The first International Women’s Day march of the Milei era in Buenos Aires was marked by a heavy police presence

Colectivo NUM 8M 2024 Argentina international Women's Day

Thousands of women, girls, and queer people marched in Buenos Aires and cities around Argentina for International Women’s Day on Friday.

On the first International Women’s Day since President Javier Milei took office, the marchers’ demands included an end to hunger, austerity, layoffs, and extractivism, as well as protections for the right to legal, safe and free abortion and the right to protest. 

The Buenos Aires march started at 4 p.m. in Congress square, proceeding to Plaza de Mayo, where feminist activists read out a list of demands signed by dozens of campaign groups, social movements, unions, and other organizations.

“With our strike, we vindicate and honor the struggles of the working women who came before us,” the organizers called out from the stage. “With this day of struggle, we say that freedom is ours, not of the markets or of governments.” 

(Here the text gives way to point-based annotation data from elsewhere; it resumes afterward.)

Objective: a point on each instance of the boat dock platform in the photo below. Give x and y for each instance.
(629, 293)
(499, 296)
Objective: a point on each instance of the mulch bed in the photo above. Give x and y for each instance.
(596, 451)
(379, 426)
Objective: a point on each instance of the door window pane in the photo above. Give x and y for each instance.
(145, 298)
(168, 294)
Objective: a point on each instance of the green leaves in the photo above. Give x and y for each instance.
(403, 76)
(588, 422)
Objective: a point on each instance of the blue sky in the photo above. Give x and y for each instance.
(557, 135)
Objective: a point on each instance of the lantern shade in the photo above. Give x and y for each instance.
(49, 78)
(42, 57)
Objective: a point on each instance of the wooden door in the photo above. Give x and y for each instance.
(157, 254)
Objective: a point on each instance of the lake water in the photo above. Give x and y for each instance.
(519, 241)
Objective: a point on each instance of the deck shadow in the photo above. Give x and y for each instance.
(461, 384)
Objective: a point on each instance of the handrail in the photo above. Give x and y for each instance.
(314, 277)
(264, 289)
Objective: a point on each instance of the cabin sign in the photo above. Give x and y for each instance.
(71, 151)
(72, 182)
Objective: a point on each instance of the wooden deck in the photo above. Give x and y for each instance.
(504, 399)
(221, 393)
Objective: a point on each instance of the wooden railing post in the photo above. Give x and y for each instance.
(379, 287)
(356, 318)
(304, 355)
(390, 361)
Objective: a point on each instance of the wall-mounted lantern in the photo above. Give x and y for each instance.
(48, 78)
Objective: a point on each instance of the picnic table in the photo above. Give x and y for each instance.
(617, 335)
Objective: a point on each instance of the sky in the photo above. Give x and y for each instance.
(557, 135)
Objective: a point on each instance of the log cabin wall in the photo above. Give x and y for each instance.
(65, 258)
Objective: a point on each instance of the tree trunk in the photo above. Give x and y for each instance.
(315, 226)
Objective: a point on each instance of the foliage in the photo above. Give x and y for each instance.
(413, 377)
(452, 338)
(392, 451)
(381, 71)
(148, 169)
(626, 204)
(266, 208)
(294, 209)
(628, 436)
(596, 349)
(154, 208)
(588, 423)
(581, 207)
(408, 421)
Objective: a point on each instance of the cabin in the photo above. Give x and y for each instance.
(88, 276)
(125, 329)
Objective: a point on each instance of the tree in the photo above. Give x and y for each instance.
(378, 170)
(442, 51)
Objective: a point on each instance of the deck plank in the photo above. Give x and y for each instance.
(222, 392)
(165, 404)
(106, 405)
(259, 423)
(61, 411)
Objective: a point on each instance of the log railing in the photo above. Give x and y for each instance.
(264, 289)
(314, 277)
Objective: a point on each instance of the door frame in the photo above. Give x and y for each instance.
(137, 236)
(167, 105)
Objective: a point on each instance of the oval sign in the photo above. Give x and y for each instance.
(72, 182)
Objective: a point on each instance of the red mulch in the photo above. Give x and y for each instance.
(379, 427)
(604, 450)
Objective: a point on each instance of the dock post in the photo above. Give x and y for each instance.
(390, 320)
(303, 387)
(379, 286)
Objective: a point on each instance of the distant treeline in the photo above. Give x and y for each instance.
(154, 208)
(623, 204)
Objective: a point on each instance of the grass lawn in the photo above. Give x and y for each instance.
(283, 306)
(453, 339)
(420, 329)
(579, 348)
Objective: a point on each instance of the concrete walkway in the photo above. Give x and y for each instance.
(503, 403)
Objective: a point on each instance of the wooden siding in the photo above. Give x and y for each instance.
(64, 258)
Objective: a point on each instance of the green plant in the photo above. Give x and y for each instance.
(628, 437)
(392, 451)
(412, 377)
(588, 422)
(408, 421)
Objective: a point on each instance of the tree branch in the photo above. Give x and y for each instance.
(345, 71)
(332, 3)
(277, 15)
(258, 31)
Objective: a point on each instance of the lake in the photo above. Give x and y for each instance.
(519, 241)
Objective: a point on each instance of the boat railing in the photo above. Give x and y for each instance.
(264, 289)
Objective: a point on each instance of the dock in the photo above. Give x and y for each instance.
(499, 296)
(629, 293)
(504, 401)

The reading emphasized that the president’s economic measures disproportionately affect women, girls and LGBTQAI+ people.

They also called for solidarity with women suffering genocide and violent conflict in Palestine, Haiti, and the Democratic Republic of the Congo, as well as Wallmapu — the Mapuche name for the Indigenous group’s ancestral lands, which encompasses parts of Argentina and Chile.

The events in the capital were marked by a heavy police presence, where officers lined major avenues to prevent protesters from blocking traffic.

Marches also took place in cities including La Plata and Mar del Plata.

“We go out on the streets with our green scarfs held high and proud to reassert that the feminist and transfeminist wave is still alive and moving to defend the historic rights we’ve conquered,” said the National Campaign for Abortion.

“Congress can’t ignore the popular power of the masses and the streets without putting the very idea of democracy at risk. Life, freedom, desire and rights are on our side,” the NiUnaMenos collective said in their statement. 

Milei and his government have adopted a consistently anti-feminist stance. When he took power, he shut down the Women, Genders, and Diversity Ministry established by the Fernández administration, and he has said he views abortion as aggravated homicide. 

In early February, deputies from Milei’s La Libertad Avanza coalition presented a bill to overturn the legalization of abortion, although the deputy who signed the bill filed it of her own initiative.

Deputy Lilia Lemoine, a close Milei ally, also sparked controversy on the campaign trail after stating during an interview that pregnant women should be required to tell the father within two weeks so he can decide whether he wants to take responsibility for the child or not.

Presidential spokesman Manuel Adorni said on Thursday that the government would not pay the day’s wages to any public employee who attended the demonstrations, and announced the Casa Rosada’s Women’s Room would be converted into the National Hero’s Room.

The Milei administration has also banned gender-neutral language in all government communications.

Attendance figures for the march were not immediately available. However, aerial photographs show that Congress Square was full.